Washington – L’administration américaine a annoncé la première vente de pétrole vénézuélien depuis la capture du président Nicolás Maduro, une opération qui marque une nouvelle étape dans l’intervention américaine dans ce pays. Cette vente, d’une valeur estimée à 500 millions de dollars (environ 460 millions d’euros), intervient après des déclarations du président Trump sur la prise de contrôle de l’industrie pétrolière vénézuélienne.

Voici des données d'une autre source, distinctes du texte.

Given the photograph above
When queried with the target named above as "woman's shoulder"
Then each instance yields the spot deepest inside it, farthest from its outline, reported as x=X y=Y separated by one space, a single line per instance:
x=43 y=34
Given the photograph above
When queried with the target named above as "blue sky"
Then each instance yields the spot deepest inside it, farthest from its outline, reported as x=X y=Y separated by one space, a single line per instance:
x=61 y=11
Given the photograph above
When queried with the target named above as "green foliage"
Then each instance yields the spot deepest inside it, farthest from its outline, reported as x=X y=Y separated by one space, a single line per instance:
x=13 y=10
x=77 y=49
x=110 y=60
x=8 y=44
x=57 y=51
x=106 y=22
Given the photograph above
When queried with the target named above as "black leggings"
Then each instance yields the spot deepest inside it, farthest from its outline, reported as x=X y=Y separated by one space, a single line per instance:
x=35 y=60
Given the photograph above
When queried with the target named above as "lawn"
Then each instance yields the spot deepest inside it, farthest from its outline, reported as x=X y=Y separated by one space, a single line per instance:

Selon un responsable de l’administration Trump, d’autres ventes devraient être finalisées dans les jours et les semaines à venir. « Le président Trump a négocié un accord énergétique historique avec le Venezuela, immédiatement après l’arrestation du narcoterroriste Nicolás Maduro, qui bénéficiera aux peuples américain et vénézuélien », a déclaré Taylor Rogers, porte-parole de la Maison Blanche. « L’équipe du président Trump facilite des discussions positives et continues avec les compagnies pétrolières qui sont prêtes et disposées à réaliser des investissements sans précédent pour restaurer l’infrastructure pétrolière du Venezuela », a-t-elle ajouté.
Les revenus de cet accord sont actuellement conservés sur des comptes bancaires contrôlés par le gouvernement américain, dont un situé au Qatar, selon des informations rapportées initialement par Signal Fires. L’administration américaine a indiqué que ces fonds seront utilisés pour aider le peuple vénézuélien, et non pour alimenter la corruption ou soutenir le régime déchu.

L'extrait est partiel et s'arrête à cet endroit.